You have done a great thing by donating to your favorite charity. You are helping others in desperate need of help. You feel good about the donation. On top of it all, you can deduct the donation on your IRS tax return. Here are 5 tax tips for deducting  charitable contributions on your IRS tax return.

Tax Tip #1: Keep Proper Records

We recommend placing proof of donations made in a folder kept in a safe place. For cash donations less than $250, keep bank records, cancelled checks, receipts, or credit card statements. For cash donations greater than $500, you must keep a record of the donation and obtain a letter from the charity at the end of the year.

For noncash donations of $500 or less, you must keep a receipt. There are additional IRS reporting requirements for noncash donations above $500. Check with your tax adviser for more information.

Tax Tip #2: Travel Expenses while Volunteering May be Deductible

You may be able to deduct travel expenses for volunteering at your local charity. The travel expenses must be directly connected to your volunteering services. Travel expenses may include air or bus transportation, auto expenses, lodging, and meals.

Tax Tip #3: Donated Services are Not Deductible

Business services donated to the charity are not deductible. For example, you are a painter. You agree to paint several rooms as part of a church remodeling project. The value of the labor you provide is not deductible. However, you can deduct the cost of materials such as paint and paint brushes as a charitable contribution.

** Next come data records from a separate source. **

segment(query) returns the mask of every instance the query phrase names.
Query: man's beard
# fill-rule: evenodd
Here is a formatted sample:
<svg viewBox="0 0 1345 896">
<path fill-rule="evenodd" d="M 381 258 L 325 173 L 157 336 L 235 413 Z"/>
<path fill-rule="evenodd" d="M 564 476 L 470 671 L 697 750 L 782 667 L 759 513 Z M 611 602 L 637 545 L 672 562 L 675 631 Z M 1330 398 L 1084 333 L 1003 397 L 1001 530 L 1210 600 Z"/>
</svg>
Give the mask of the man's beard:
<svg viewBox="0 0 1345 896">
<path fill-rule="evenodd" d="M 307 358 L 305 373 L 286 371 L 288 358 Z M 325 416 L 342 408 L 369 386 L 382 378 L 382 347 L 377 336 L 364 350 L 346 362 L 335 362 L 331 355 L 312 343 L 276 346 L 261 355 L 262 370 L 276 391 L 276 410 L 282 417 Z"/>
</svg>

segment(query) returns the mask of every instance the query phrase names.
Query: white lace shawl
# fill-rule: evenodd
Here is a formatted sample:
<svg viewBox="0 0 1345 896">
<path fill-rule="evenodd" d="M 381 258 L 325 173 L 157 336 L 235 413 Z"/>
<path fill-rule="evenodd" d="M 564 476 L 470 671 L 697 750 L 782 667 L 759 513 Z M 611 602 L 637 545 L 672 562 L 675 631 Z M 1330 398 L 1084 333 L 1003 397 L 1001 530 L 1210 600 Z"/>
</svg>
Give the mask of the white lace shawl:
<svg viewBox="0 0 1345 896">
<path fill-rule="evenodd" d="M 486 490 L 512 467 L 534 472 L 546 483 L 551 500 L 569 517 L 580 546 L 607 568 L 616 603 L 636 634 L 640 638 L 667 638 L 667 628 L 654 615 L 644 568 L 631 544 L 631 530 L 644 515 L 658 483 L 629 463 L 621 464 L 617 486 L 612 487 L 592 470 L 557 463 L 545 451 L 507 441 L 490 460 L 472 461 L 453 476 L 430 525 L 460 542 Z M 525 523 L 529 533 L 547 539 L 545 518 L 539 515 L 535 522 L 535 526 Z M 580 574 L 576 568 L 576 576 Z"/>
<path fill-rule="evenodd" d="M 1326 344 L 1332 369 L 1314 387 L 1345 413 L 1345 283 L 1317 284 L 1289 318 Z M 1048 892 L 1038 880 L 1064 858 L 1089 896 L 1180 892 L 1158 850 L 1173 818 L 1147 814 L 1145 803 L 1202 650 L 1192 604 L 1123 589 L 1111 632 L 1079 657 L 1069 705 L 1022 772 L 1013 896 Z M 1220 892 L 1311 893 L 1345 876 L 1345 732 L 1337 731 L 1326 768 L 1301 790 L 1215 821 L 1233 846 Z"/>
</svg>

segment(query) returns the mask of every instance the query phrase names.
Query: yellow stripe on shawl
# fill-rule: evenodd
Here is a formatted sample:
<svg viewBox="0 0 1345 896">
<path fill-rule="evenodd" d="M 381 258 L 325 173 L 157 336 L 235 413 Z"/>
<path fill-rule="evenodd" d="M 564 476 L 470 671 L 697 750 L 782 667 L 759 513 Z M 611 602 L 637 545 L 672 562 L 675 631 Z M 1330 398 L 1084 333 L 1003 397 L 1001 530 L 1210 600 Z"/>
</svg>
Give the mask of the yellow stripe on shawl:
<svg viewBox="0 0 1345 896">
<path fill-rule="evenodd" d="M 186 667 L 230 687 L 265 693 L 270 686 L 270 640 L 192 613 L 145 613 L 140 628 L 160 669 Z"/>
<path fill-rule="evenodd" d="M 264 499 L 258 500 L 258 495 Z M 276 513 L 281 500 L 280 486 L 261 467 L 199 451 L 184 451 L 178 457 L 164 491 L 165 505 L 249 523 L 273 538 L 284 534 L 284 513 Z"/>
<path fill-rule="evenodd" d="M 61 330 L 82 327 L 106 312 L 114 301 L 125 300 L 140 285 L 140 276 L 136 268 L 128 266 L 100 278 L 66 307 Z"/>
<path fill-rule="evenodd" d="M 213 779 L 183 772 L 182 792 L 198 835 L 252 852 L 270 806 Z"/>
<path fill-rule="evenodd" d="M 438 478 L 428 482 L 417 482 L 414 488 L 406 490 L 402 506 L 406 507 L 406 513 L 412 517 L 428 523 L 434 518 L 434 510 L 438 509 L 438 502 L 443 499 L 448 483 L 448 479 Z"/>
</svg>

Tax Tip #4: Confirm IRS Non-Profit Status

This may seem silly to ask. You do not need to confirm the non-profit status of Red Cross, United Way, Salvation Army, or any other known charity organization. But you may want to check the non-profit status of lesser known organizations. Your donation to the organization is deductible only if the organization has established non-profit status with the IRS.

Tax Tip #5: Benefits Received in Return

Your charitable donation must be reduced by any benefits received in return. For example, you attended a charitable dinner. The cost per person is $150. The value of the dinner served is $50 per person. You must reduce your charitable donation by the value of the dinner. Your deductible charitable contribution is $100. (150 – 50 = 100)

IRS Circular 230 Disclosure: To the extent this writing contains advice on a federal tax issue, the advice is not intended to be used, and cannot be used, for the purpose of (i) avoiding penalties under the Internal Revenue Code, or (ii) promoting, marketing, or recommending to another party any transaction or matter addressed in this communication.